14 DAY TRIAL // The abuse of communication protocols used in millions of home devices, from routers and web cams to TVs, media servers and printers, has gained massive popularity among attackers as they found that the gadgets could be used to direct reflection and amplification distributed denial-of-service (DDoS) attacks.
UPnP devices rely on the Simple Service Discovery Protocol (SSDP) to detect each other and the Simple Object Access Protocol (SOAP) to receive control messages and pass back the information.
By abusing this communication scheme, attackers can direct massive amounts of traffic to an intended victim in order to disrupt its services.

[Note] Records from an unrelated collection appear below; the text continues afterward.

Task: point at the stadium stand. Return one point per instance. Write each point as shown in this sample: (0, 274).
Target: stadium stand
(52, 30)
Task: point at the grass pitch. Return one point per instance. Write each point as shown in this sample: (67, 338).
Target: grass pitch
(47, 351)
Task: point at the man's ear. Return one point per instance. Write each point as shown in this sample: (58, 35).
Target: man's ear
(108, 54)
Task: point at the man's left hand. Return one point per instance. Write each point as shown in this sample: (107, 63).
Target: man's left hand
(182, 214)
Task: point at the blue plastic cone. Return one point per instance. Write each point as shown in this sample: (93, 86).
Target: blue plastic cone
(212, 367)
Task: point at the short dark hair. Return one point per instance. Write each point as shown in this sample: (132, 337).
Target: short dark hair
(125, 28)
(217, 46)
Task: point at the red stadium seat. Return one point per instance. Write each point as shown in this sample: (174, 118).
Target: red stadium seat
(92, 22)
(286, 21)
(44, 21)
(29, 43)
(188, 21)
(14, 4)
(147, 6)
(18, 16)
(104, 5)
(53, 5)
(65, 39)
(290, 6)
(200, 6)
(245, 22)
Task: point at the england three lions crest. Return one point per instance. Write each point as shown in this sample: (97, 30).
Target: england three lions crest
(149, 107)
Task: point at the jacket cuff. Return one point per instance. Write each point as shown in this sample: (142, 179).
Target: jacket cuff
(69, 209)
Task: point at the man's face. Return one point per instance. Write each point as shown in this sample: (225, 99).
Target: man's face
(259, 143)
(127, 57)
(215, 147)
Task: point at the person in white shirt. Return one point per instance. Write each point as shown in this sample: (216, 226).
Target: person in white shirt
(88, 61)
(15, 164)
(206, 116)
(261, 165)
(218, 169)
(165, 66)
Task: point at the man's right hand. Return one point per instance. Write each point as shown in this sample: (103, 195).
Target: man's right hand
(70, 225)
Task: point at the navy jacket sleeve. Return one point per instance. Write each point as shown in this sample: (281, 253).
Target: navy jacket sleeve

Over four million devices vulnerable to reflection DDoS attacks
Akamai’s Prolexic Security Engineering & Response Team (PLXsert) first received evidence of DDoS attacks leveraging home devices in July, and since then, they have grown to become quite common, said Stuart Scholly, vice president of the security business unit at Akamai.
According to research from the company, there are 4.1 million Internet-facing UPnP devices that can be exploited for reflection DDoS.
In a laboratory experiment, PLXsert researchers measured an amplification factor of 33%. After getting a list of the vulnerable devices, they receive a malicious request from the attacker who spoofs the IP address of the target. The devices’ response, which can be their description file, is then sent (reflected) to the victim; with enough responses, a denial-of-service condition is created.
Python scripts used for SSDP scanning and attacking
The vulnerable devices are discovered through scanning for port 1900, which is used by SSDP. PLXsert discovered that cybercriminals relied on a Python script (ssdpscanner.py) to determine the reflectors. The operation is carried out by providing a range of IP addresses for mass scanning.
“Malicious actors use a well-known packet manipulation library (Scapy) to craft raw packets. The Scapy library allows the malicious actors to generate packet protocols easily and simplifies IP spoofing,” the PLXsert advisory says.
Another Python script (ssdpattack.py) is used for running the attack. It is a different version of the scanning tool that includes the IP source spoofing at the packet level; this achieves reflection of the attack. It appears that this tool is designed to run until it is killed manually.
Akamai mitigated an attack of this sort and saw peaks of 54.35Gbps and 17.85 million packets sent to the target every second.
These findings from PLXsert confirm the conclusion from other companies in the field that observed less interest in abusing NTP servers and increased attention to the SSDP-based DDoS incidents.